After your application for disability benefits is approved, the Social Security Administration periodically reviews your medical impairments to determine if you are still disabled. If the SSA determines that you are no longer disabled, you will stop receiving benefits. This review of your impairment is called a Continuing Disability Review (“CDR”)
In November 2019, the Social Security Administration released a proposed rule regarding the frequency and notice of continuing disability reviews. This rule has not yet taken effect. SSA is still receiving comments and feedback on the changes to the CDR process.
The CDRs are carried out at selected intervals. Currently, there are three categories that the SSA uses to determine an applicant’s eligibility for receiving benefits and undergoing reviews:
- Medical Improvement Expected: If the SSA determines that medical improvement is expected, a review will be conducted at intervals from 6 to 18 months following the most recent determination or decision that the individual is disabled or that disability is continuing.
- Medical Improvement Possible: If medical improvement is possible, SSA will schedule reviews of an individual at least once every three years.
- Medical Improvement Not Expected: If the SSA determines that medical improvement is not expected, they will schedule reviews of an individual no less frequently than once every seven years but no more frequently than once every five years.
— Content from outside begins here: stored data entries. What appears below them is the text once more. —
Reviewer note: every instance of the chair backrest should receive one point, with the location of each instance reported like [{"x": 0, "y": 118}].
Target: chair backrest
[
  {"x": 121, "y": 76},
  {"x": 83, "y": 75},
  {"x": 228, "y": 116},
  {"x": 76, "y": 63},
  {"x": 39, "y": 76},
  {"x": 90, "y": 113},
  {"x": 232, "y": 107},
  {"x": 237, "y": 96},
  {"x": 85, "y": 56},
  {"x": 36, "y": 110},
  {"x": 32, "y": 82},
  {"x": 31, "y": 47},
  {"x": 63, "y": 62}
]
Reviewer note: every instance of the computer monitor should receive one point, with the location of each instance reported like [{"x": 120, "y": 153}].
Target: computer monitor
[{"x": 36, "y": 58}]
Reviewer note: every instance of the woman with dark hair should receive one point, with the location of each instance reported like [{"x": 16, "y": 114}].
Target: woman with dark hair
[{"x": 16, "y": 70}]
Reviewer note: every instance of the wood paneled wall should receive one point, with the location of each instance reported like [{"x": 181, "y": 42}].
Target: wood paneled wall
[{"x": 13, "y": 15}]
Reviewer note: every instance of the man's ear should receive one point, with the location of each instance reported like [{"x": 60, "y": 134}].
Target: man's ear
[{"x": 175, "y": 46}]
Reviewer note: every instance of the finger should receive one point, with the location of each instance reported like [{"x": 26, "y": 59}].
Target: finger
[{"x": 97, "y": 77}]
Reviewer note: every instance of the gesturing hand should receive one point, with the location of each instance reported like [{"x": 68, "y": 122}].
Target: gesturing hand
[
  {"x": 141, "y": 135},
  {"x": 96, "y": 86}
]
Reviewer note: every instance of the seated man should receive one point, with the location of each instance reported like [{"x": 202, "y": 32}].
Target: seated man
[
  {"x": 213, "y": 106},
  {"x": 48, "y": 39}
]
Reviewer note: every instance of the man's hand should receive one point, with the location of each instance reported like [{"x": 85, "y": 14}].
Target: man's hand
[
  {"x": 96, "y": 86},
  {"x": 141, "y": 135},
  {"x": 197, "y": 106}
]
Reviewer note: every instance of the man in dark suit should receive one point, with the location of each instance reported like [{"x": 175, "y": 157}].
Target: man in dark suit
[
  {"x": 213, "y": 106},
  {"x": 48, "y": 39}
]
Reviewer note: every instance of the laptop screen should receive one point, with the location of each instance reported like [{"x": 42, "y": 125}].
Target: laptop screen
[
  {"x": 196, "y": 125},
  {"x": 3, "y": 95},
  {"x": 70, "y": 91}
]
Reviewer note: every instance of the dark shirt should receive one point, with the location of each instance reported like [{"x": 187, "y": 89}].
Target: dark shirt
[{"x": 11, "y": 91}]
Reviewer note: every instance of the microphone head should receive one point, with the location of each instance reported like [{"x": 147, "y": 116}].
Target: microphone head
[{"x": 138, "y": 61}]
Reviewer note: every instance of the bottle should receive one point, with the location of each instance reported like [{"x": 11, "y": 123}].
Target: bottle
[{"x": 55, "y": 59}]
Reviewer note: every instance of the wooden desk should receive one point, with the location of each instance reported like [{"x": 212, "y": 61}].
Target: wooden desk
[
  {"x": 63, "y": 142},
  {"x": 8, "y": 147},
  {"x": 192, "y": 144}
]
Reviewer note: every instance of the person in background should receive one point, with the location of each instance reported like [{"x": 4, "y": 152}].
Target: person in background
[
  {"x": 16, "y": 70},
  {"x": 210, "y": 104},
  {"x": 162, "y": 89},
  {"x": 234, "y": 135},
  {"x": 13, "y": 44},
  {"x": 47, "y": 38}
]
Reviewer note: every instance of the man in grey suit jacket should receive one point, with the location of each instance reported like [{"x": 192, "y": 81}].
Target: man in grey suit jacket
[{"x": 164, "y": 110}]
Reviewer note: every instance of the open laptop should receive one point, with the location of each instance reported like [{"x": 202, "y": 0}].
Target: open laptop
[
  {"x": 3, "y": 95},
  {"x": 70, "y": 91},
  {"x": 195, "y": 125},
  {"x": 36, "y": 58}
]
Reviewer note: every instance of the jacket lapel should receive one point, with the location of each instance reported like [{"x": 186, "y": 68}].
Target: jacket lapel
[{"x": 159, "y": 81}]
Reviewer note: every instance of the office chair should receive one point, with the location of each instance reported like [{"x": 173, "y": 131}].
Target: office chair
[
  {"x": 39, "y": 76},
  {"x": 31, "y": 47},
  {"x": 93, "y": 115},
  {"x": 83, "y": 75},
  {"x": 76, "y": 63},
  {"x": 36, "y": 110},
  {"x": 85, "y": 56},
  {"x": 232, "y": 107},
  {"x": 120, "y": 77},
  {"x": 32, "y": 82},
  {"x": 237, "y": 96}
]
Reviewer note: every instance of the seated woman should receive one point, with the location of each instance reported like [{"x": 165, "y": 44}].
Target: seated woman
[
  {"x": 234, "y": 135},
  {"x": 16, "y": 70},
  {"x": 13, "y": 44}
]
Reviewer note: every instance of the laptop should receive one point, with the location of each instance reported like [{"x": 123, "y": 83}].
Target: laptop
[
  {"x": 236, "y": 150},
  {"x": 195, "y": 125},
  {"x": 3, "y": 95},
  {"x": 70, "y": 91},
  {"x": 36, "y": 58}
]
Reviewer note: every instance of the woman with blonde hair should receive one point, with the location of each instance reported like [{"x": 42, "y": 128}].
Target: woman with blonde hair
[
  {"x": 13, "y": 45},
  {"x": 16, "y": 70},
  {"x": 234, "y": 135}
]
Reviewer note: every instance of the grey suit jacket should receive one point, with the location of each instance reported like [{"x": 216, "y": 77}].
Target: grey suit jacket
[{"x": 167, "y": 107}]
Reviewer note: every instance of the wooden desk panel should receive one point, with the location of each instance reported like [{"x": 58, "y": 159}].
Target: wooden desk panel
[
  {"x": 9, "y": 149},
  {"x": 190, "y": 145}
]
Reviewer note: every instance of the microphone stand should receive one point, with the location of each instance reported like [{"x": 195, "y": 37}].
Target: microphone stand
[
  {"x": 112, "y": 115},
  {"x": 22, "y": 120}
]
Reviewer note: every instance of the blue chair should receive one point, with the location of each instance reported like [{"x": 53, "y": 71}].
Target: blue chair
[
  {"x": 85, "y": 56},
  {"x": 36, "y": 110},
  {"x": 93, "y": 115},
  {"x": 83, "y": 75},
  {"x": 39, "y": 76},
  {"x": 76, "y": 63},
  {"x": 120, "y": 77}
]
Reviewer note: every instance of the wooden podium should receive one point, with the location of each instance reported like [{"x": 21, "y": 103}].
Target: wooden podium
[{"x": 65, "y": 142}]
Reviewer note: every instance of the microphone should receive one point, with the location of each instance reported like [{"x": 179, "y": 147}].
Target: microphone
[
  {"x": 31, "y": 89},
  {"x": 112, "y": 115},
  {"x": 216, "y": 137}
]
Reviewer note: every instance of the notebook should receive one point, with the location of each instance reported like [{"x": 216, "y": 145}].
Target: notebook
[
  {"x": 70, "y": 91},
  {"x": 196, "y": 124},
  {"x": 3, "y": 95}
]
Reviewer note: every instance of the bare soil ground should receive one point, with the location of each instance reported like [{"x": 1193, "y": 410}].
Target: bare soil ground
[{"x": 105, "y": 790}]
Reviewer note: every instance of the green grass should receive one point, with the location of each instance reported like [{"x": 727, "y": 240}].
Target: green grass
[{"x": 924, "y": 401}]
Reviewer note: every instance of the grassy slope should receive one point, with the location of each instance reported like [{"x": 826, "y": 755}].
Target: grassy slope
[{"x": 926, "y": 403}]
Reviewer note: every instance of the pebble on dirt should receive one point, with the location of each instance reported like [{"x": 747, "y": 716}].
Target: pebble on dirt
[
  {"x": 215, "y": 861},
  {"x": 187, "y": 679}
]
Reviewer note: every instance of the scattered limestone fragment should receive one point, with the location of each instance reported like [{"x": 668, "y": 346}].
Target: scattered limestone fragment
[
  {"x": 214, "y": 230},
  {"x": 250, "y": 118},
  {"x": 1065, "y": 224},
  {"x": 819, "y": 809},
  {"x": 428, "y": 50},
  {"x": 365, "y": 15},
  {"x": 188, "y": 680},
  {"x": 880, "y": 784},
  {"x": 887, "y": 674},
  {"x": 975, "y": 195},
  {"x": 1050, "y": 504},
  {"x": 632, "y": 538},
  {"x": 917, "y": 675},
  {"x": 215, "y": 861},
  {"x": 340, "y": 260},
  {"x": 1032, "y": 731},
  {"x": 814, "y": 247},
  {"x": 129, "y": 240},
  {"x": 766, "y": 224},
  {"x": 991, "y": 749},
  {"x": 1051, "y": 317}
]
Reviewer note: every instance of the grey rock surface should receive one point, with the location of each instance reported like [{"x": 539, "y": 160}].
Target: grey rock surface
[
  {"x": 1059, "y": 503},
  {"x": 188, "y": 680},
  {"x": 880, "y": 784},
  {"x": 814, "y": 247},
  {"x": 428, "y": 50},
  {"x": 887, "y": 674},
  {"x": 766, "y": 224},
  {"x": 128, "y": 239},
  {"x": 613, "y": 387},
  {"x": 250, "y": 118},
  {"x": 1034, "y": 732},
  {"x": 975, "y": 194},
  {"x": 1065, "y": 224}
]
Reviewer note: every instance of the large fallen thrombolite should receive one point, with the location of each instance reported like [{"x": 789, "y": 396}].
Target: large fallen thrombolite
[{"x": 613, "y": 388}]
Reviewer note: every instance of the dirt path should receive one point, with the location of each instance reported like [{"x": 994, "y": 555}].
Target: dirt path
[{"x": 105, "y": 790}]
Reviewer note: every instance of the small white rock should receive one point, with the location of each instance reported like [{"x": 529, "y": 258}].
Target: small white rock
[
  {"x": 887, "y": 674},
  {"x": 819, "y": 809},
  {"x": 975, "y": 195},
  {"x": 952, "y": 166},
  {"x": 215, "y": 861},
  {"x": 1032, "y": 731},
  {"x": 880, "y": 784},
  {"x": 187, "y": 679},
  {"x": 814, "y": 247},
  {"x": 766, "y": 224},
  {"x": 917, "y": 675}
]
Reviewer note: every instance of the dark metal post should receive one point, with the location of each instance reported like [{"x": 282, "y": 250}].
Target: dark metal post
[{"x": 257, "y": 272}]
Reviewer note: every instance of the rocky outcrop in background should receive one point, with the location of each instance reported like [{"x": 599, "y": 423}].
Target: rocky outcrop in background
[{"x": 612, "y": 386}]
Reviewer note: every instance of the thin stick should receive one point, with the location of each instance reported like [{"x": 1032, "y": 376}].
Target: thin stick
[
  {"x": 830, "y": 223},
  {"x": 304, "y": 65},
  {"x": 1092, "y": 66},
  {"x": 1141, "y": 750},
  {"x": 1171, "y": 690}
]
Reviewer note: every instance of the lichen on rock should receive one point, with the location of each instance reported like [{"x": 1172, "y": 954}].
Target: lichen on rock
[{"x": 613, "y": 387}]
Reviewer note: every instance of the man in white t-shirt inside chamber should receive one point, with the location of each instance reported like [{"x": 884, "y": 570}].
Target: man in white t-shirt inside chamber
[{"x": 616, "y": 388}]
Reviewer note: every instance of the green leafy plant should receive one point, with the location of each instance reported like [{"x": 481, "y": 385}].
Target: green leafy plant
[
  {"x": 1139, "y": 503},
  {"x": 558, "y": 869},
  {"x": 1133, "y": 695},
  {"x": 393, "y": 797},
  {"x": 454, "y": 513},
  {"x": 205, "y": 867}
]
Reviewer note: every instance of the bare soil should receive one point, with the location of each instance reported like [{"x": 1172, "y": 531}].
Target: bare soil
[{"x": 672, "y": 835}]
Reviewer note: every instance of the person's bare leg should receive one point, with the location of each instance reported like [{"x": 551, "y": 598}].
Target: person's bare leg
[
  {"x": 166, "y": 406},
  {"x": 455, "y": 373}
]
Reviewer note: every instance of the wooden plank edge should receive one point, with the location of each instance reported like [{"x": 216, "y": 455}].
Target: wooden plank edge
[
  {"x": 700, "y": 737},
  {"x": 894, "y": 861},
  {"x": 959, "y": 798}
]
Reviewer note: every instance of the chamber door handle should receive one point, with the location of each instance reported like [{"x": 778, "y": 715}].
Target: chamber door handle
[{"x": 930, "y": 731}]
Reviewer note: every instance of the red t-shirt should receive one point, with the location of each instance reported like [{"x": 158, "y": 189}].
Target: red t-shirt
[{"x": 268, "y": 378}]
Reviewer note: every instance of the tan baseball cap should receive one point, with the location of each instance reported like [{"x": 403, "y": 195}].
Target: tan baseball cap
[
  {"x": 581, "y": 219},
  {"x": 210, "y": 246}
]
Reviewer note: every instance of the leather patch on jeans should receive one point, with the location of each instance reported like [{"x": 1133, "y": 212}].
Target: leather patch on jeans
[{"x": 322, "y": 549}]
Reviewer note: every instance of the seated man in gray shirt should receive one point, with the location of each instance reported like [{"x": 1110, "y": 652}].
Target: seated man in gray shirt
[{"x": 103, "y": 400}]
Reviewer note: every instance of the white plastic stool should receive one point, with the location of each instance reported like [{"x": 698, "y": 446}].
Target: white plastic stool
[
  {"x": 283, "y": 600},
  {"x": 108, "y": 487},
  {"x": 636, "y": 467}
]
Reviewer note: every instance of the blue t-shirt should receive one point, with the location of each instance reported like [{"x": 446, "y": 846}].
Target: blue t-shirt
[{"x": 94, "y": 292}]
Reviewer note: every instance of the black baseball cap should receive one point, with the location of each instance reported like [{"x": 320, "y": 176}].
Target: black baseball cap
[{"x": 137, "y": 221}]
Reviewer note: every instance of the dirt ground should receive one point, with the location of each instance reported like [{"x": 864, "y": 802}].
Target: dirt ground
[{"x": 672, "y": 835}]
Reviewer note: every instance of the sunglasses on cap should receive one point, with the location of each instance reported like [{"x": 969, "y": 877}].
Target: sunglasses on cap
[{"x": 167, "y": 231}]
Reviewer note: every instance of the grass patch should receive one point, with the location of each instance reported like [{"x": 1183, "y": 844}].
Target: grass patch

If the SSA decides to adopt the proposed rule, it would have the following effects:
The Proposed Rule Would Add a Fourth Category
SSA has proposed a fourth category for continuing disability reviews. This fourth category is called “medical improvement likely.” This category includes those impairments that the SSA believes typically do not result in permanent, irreversible structural damages and are amendable to improving with treatment. This category will apply to claims that currently fall into the “medical improvement expected” and “medical improvement possible” categories. The people in this category would be subject to a review every two years.
This new category would include the following impairments and beneficiaries who would be subject to the two-year review:
- Cancers that are found to be disabling under the Listings of Impairments for a specified period;
- Certain mental and musculoskeletal impairments; and
- The beneficiaries who are awarded benefits at “Step 5” of the disability determination. Step 5 is an internal SSA term referring to those whose advanced age and severity of difficulty makes working difficult or impossible.
SSA expects the introduction of this new category to lead to an 18% increase in the total number of reviews undertaken over the next decade.
The New Rule Would Revise the Criteria SSA Follows to Assign Each CDR Category
The proposed rule would also revise the criteria that are used to assign each review category. These new criteria will take into consideration advancements in medical technology and treatment. These new changes will be published and included in the publicly accessible employee operating instructions.
The New Rule Revises the Frequency of a CDR
SSA would retain two, and revise one of the existing categories regarding how often they will perform a CDR:
- Medical Improvement Expected: The current policy is a review period of 6-18 months. This review period will remain unchanged.
- Medical Improvement Possible: The current policy is a review period of up to three years. This review period will remain unchanged.
- Medical Improvement Not Expected: The current policy is a review period of 5-7 years. The proposed rule will change this review period to 6 years.